Net income fell 10.7 percent to $21.8 million, or 67 cents a share, missing Wall Street’s consensus of 72 cents. Operating income decreased 7.8 percent to $30.5 million. Adjusted EBITDA increased 6.8 percent to $55.5 million.

For the year, sales increased 3.8 percent to $638.8 million. Net income declined 18.0 percent to $13.6 million, or 42 cents. Adjusted EBITDA grew 6.8 percent to $55.5 million.

On a conference call with analysts, Steve Schlecht, executive chairman and CEO, said Duluth benefited by establishing a sizeable online presence. Digital marketing and promotions were ramped up to draw current and new customers to Duluth’s website. As a result, DTC accounted for 72 percent of total 2020 sales, up from 57 percent in 2019.

Said Schlecht, ‘Our online activity soared, as both established and new customers recognized that Duluth products are a sweet spot of their new normal at home and outdoors as customers found their way to the Duluth Trading brand.

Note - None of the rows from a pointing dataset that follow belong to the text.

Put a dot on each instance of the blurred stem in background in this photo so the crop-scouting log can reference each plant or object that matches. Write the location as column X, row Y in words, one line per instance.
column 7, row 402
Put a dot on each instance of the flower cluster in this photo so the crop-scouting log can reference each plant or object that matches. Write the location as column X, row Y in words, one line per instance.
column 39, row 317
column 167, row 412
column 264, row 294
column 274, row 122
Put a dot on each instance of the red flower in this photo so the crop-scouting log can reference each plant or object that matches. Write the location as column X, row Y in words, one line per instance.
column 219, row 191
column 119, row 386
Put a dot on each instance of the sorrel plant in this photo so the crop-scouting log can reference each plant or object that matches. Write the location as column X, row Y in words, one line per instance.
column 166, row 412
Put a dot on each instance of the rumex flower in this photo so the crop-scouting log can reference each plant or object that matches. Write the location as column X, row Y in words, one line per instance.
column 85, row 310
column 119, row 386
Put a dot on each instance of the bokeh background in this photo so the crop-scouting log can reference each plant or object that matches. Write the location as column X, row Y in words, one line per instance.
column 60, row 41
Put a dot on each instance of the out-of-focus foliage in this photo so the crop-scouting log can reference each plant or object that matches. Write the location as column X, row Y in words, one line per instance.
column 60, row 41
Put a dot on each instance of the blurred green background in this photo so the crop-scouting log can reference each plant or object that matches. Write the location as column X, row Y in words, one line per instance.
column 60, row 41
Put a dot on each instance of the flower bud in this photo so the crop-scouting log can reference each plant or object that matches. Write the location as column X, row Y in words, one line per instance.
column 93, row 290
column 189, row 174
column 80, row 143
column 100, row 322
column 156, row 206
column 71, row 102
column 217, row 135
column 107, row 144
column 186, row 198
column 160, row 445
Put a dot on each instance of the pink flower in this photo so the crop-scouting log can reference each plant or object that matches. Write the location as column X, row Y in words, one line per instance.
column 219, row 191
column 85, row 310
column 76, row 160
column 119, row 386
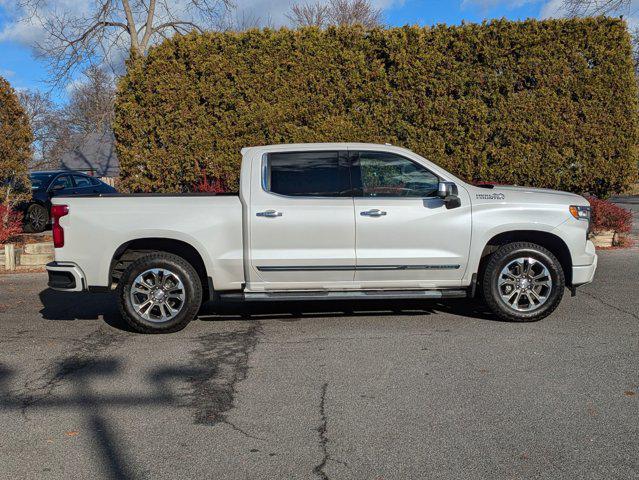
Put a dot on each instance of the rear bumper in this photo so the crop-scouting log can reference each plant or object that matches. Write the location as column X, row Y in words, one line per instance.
column 66, row 277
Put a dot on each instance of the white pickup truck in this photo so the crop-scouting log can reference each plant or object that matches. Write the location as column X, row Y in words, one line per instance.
column 325, row 221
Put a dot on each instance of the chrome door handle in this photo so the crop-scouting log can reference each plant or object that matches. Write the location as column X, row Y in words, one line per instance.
column 375, row 212
column 269, row 214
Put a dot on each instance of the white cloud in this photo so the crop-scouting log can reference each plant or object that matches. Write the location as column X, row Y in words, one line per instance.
column 6, row 73
column 487, row 4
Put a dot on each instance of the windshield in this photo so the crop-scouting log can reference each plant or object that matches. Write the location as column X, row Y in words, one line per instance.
column 40, row 180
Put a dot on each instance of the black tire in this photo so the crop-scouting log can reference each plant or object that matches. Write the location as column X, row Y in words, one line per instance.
column 36, row 219
column 493, row 292
column 191, row 286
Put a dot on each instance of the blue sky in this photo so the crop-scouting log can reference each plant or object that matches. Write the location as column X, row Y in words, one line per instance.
column 23, row 71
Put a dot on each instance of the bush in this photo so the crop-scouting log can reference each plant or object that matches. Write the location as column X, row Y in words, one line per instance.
column 15, row 148
column 10, row 223
column 548, row 103
column 608, row 216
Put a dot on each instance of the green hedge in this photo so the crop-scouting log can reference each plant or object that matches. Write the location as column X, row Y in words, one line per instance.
column 545, row 103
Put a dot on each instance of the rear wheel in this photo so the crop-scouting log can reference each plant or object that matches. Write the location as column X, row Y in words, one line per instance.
column 36, row 219
column 523, row 282
column 159, row 293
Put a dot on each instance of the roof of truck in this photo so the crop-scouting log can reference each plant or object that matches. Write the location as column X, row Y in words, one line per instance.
column 322, row 146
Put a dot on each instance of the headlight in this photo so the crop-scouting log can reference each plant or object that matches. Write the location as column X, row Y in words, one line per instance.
column 579, row 212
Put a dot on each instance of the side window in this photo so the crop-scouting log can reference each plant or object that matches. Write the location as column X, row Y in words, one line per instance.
column 388, row 175
column 63, row 181
column 308, row 174
column 81, row 181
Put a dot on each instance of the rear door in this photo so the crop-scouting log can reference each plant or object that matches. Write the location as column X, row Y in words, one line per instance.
column 302, row 230
column 405, row 236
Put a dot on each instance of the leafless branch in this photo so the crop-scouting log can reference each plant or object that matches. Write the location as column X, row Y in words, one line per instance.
column 335, row 12
column 107, row 31
column 582, row 8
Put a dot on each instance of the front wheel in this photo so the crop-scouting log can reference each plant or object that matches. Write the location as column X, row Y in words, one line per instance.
column 523, row 282
column 159, row 293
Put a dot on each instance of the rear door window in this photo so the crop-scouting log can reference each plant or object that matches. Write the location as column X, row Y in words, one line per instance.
column 81, row 181
column 63, row 181
column 382, row 174
column 308, row 174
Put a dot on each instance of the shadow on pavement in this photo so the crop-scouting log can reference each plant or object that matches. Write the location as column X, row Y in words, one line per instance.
column 91, row 306
column 81, row 373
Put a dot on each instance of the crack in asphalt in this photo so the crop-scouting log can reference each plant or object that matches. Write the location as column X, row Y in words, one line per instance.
column 84, row 355
column 610, row 305
column 319, row 468
column 323, row 438
column 219, row 364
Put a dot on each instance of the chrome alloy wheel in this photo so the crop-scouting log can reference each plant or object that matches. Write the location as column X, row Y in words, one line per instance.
column 524, row 284
column 157, row 295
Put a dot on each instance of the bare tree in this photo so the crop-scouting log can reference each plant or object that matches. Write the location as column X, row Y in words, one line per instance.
column 354, row 12
column 45, row 119
column 581, row 8
column 102, row 32
column 309, row 15
column 91, row 103
column 336, row 12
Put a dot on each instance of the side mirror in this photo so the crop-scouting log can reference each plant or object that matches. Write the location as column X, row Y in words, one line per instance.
column 448, row 192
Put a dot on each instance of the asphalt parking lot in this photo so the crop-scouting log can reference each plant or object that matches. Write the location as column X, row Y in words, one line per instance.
column 365, row 391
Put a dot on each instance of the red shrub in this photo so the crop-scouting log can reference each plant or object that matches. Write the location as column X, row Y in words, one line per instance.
column 13, row 226
column 608, row 216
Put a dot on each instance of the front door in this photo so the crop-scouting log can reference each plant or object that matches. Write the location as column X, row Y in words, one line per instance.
column 405, row 236
column 302, row 231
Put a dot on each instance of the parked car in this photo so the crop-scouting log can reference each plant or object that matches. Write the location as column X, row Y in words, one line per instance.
column 320, row 222
column 46, row 185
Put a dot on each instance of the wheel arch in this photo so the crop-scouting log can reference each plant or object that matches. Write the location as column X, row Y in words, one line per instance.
column 549, row 241
column 133, row 249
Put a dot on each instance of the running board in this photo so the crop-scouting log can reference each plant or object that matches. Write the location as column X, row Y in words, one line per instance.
column 345, row 295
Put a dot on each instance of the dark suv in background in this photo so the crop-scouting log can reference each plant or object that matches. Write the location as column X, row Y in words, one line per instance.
column 46, row 185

We saw a 17 percent increase in new buyers, the largest percentage gain in three years.”

He also noted that the company benefited from substantial investments made over the last three years in distribution facilities expansion and online capabilities that supported online orders’ surge.

During the year, Duluth, a no-frills basic workwear line that appeals to a younger, more price-sensitive customer, expanded its Alaskan Hardgear line with a new fishing collection and added the Best Made premium hard goods and workwear line. Other recent additions include Dang Soft underwear, the NoGA Naturale women’s pants collection, and additional pant sizes for men.

For 2021, retail store expansion continues to be on pause, with only one lease signed for the year in Cherry Hills, NJ. Innovations planned include adding women’s collections under the 40 Grit, Alaskan Hardgear and Best Made brands, making investments to expand digital capabilities to support more customized marketing; and improving localized assortments at the store level.

At the beginning of March, Schlecht noted a pilot test began to open Buck Naked Underwear displays inside 13 Tractor Supply stores, representing its first third-party selling relationship with a retailer.

“Tractor Supply is not only one of the biggest successes in retail today, but it is also closely aligned to the Duluth customer base,” said Schlecht. “If the pilot is successful, the concept will be rolled out to other Tractor Supply locations. I think this type of partnership makes sense for Duluth. We see this as a great opportunity to expand our brand awareness with a top-tier partner.”

Schlecht, who founded Duluth in 1986, noted that the company has engaged a search firm to identify its next CEO. He said, “When I reassumed the CEO role in September of 2019, I didn’t expect to stay on as long. However, COVID made the continuity of leadership a deciding factor. Jumping back into day-to-day management gave me a greater appreciation for the talent and dedication of our team. I’m proud of the work we did together during the most trying of times, and I have more confidence than ever in the future of the company.”

For 2021, the outlook calls for:

  • Net sales in the range of $680 million to $700 million, representing a gain in the range of 6.4 percent and 9.6 percent;
  • Adjusted EBITDA in the range of $66 million to $70 million, up 18.9 percent to 26.1 percent year-over-year; and
  • EPS in the range of 64 cents to 70 cents, up 52.3 percent to 66.7 percent.

Duluth officials said sales had shown recovery early in fiscal 2021, climbing 13 percent overall in February and the mid-teens in the first two weeks of March. However, the sales guidance calls for stronger sales in the second half than the first.

“We do expect some near-term pressure in the first half of the year due to the delays in inventory receipts,” said Dave Loretta, CFO. “Our best estimate at this time is that sales growth will be at the lower end of that sales range in the first half of the year and at the higher end of the range in the second half of the year.”